Keterlibatan seorang Kasat Resnarkoba dalam penyalahgunaan zat seperti ini, yang notabene adalah jenis obat yang harusnya dalam pengawasan ketat, semakin memperparah persepsi publik. Ini mengindikasikan adanya celah dalam pengawasan obat-obatan terlarang atau bahan berbahaya yang justru dapat diakses oleh oknum penegak hukum sendiri.

Implikasi dan Komitmen Institusi

Kasus ini menempatkan Polri, khususnya Polres Kutai Kartanegara, dalam posisi sulit. Sebagai institusi yang bertanggung jawab penuh atas pemberantasan peredaran narkoba, insiden ini jelas mengurangi kredibilitas dan kepercayaan masyarakat. Namun demikian, penangkapan dan proses hukum yang tegas terhadap AKP Yohanes Bonar Adiguna juga dapat menjadi bukti nyata bahwa Polri serius dalam membersihkan internalnya dari oknum-oknum yang menyalahgunakan wewenang.

Kapolri dan jajarannya selalu menegaskan komitmen untuk tidak menoleransi segala bentuk pelanggaran, apalagi yang berkaitan dengan narkotika, di kalangan anggotanya. Kasus ini menambah daftar panjang oknum kepolisian yang tersandung kasus serupa, yang secara tidak langsung menyoroti tantangan besar dalam menjaga integritas dan profesionalisme seluruh anggota Polri.

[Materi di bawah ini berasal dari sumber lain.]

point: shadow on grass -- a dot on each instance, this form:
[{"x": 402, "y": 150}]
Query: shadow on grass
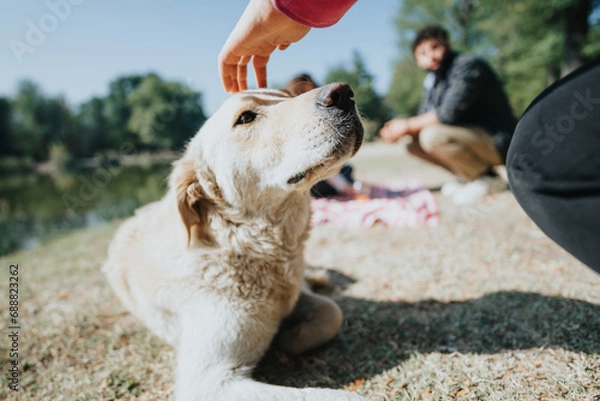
[{"x": 380, "y": 335}]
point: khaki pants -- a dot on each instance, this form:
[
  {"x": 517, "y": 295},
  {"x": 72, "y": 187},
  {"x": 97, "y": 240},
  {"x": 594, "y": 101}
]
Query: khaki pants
[{"x": 467, "y": 152}]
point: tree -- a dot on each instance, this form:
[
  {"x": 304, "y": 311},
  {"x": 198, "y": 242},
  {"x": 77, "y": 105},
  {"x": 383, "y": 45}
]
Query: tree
[
  {"x": 38, "y": 121},
  {"x": 369, "y": 103},
  {"x": 118, "y": 110},
  {"x": 164, "y": 114},
  {"x": 406, "y": 89},
  {"x": 6, "y": 139}
]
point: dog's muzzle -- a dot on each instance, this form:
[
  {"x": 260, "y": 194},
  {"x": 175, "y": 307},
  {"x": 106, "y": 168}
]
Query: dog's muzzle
[{"x": 337, "y": 98}]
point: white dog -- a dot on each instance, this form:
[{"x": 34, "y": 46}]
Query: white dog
[{"x": 216, "y": 265}]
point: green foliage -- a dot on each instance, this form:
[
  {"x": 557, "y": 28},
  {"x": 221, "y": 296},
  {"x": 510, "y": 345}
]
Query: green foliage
[
  {"x": 38, "y": 121},
  {"x": 143, "y": 112},
  {"x": 164, "y": 114},
  {"x": 369, "y": 103},
  {"x": 406, "y": 90},
  {"x": 6, "y": 146}
]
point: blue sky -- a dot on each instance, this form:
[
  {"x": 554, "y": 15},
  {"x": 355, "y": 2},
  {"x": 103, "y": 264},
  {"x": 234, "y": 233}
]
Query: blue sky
[{"x": 98, "y": 40}]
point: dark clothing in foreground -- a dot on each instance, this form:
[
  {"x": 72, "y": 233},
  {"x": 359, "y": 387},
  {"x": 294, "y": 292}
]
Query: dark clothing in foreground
[
  {"x": 554, "y": 163},
  {"x": 467, "y": 92}
]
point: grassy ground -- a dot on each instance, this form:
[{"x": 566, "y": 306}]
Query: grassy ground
[{"x": 483, "y": 307}]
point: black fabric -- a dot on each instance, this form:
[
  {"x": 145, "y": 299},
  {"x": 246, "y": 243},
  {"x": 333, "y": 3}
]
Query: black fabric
[
  {"x": 468, "y": 92},
  {"x": 322, "y": 189},
  {"x": 554, "y": 163}
]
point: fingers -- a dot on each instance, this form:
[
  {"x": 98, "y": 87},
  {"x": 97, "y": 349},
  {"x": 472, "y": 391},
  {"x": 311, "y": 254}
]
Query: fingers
[
  {"x": 242, "y": 73},
  {"x": 228, "y": 72},
  {"x": 260, "y": 70}
]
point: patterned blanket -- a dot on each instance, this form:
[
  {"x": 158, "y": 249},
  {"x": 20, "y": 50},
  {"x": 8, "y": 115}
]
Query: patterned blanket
[{"x": 405, "y": 203}]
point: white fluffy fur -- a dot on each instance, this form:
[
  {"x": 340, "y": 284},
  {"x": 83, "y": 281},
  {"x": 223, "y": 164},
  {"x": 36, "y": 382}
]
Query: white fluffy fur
[{"x": 216, "y": 265}]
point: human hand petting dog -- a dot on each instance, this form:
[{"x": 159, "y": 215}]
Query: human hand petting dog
[
  {"x": 260, "y": 31},
  {"x": 267, "y": 25}
]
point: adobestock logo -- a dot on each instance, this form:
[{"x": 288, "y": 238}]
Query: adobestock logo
[
  {"x": 547, "y": 138},
  {"x": 38, "y": 31}
]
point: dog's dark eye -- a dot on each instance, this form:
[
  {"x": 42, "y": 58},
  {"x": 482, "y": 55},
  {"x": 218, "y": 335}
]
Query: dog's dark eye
[{"x": 246, "y": 117}]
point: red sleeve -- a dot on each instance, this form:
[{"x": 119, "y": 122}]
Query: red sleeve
[{"x": 314, "y": 13}]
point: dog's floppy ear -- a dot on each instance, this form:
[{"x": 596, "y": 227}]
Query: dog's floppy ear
[{"x": 192, "y": 202}]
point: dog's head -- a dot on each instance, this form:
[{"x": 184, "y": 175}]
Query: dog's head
[{"x": 265, "y": 146}]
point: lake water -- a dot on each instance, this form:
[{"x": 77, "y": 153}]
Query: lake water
[{"x": 35, "y": 208}]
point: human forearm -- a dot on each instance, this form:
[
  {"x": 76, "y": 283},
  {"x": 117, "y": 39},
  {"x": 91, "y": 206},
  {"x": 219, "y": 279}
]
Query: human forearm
[{"x": 314, "y": 13}]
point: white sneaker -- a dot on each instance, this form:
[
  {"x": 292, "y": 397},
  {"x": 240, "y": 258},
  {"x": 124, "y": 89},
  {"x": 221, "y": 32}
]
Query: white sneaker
[
  {"x": 477, "y": 189},
  {"x": 452, "y": 187}
]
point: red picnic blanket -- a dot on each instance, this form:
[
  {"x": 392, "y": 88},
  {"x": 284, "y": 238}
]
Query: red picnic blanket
[{"x": 406, "y": 203}]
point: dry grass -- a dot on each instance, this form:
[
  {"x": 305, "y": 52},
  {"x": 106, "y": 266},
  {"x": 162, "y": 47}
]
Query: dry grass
[{"x": 483, "y": 307}]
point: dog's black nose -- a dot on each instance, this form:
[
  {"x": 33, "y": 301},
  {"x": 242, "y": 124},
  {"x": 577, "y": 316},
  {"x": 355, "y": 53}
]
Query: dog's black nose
[{"x": 336, "y": 95}]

Oleh karena itu, langkah-langkah proaktif seperti tes urine mendadak dan pengawasan ketat terhadap anggota yang berinteraksi langsung dengan barang bukti narkotika menjadi semakin krusial. Harapannya, insiden ini dapat menjadi momentum untuk penguatan sistem pengawasan internal dan penanaman nilai-nilai anti-narkoba yang lebih mendalam di seluruh jajaran kepolisian.